1.- Fra le perle che la Cassazione ha largito in questi anni spicca quella in punto
di determinazione del comando dettato dal titolo esecutivo.
Hanno ritenuto le Sezioni Unite che “il giudice dell’opposizione all’esecuzione,
qualora il titolo esecutivo risulti generico e indeterminato non contenendo gli elementi
sufficienti a rendere liquido il credito con un calcolo puramente matematico (e, più in
generale, qualora vi siano incertezze nella sua formulazione), può fare riferimento a
elementi esterni ed extratestuali, non desumibili dal titolo, ma risultanti dagli atti delle
parti, dai documenti da esse prodotti, dalle relazioni degli ausiliari del giudice, se ne
siano stati introdotti nel processo in cui la sentenza (o altro titolo esecutivo) che ha
definito quel giudizio è stata pronunziata”1.

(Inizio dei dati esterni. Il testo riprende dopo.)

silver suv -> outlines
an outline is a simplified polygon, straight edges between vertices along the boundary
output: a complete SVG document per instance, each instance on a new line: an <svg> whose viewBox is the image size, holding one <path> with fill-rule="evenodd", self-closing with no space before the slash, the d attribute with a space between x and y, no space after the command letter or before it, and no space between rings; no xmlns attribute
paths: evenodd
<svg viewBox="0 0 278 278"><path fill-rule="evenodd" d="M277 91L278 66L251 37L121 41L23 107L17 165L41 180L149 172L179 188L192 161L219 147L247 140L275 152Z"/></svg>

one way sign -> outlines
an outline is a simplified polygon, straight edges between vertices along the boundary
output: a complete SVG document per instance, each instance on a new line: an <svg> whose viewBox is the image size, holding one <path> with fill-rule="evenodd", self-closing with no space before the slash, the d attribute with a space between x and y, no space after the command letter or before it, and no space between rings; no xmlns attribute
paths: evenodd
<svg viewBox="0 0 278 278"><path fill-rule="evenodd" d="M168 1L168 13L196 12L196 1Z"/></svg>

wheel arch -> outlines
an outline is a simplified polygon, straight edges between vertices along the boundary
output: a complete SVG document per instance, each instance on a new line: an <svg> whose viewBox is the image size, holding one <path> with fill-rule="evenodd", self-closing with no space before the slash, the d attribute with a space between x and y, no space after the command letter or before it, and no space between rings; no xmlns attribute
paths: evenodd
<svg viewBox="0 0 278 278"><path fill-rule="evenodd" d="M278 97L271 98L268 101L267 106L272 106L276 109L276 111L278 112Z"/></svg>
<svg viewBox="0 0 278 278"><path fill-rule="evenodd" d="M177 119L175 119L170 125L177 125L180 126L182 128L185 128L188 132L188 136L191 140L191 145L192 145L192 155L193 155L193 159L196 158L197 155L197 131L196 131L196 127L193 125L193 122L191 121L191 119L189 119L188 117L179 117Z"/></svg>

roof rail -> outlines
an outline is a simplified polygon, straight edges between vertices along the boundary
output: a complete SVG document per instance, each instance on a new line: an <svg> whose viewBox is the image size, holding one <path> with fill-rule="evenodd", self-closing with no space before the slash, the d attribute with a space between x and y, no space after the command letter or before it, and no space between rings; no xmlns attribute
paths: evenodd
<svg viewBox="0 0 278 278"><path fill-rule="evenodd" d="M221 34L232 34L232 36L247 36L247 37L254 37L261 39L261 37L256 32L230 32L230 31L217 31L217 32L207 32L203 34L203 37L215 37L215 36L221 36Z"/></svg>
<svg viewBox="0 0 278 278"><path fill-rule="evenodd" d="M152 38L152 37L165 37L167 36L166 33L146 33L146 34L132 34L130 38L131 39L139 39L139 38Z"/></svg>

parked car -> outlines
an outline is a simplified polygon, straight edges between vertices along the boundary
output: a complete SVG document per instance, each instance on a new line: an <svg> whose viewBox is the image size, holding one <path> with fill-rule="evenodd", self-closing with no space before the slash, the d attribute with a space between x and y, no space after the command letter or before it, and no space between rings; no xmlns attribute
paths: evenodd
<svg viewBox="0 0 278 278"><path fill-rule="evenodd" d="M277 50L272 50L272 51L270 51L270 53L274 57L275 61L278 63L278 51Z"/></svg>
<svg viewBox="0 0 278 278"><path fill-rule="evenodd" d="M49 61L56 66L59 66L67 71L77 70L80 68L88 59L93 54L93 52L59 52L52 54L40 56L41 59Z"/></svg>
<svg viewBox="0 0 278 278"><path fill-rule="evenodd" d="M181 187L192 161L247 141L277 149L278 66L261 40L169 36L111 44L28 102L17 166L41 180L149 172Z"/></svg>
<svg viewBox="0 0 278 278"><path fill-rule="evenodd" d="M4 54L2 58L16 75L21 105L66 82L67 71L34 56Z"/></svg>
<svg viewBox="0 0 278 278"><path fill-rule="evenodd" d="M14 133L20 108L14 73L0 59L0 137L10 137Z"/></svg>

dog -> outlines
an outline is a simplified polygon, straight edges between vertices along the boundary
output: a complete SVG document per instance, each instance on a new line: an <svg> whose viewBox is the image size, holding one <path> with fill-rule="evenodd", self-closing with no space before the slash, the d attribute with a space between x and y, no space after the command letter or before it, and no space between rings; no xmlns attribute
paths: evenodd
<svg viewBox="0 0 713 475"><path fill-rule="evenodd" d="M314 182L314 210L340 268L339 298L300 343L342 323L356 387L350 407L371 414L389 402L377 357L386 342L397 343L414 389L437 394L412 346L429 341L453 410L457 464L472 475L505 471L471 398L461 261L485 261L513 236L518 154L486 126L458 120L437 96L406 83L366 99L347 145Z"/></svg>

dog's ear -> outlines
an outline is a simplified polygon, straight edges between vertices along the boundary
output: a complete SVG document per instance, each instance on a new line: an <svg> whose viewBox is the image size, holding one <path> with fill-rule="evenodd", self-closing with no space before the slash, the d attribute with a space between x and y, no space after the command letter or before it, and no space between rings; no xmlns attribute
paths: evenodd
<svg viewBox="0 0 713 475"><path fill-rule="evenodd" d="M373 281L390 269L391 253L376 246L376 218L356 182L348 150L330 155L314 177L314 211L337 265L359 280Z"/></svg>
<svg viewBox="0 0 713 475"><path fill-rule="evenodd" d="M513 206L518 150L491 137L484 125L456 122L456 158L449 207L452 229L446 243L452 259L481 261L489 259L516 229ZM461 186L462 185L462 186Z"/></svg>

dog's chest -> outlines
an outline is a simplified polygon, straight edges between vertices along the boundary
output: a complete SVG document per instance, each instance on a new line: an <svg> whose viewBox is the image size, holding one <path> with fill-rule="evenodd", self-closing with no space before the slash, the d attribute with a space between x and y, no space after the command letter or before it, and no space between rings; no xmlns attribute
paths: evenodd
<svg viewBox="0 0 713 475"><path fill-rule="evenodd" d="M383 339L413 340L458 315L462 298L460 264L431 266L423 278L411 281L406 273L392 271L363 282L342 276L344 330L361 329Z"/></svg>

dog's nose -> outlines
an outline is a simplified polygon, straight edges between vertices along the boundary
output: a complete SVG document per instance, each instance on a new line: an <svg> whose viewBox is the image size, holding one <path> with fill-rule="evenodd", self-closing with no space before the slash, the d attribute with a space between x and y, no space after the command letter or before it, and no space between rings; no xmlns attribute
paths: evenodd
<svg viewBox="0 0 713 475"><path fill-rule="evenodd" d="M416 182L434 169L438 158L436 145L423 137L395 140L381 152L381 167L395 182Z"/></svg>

E così, nello spazio di un mattino, decenni di dibattito sull’autosufficienza del
titolo esecutivo, sulla netta cesura tra cognizione e esecuzione, sul compito meramente
attuativo degli organi esecutivi sono stati cancellati per far posto a un sistema in cui la
dialettica fra le parti può proseguire – sia pure a bocce ferme, e cioè a materiale di causa
acquisito – anche oltre il giudicato, con il creditore che quasi propone nel precetto una
lettura integrativa del titolo e il debitore che, se non l’accoglie, promuove
un’opposizione di merito di fatto riplasmata sul modello dell’art. 645 c.p.c.
Delineato lo schema, non hanno frapposto tempo le sezioni semplici a
raccogliere lo spunto offerto dalle Sezioni Unite2 e, se possibile, perfino a rilanciarlo.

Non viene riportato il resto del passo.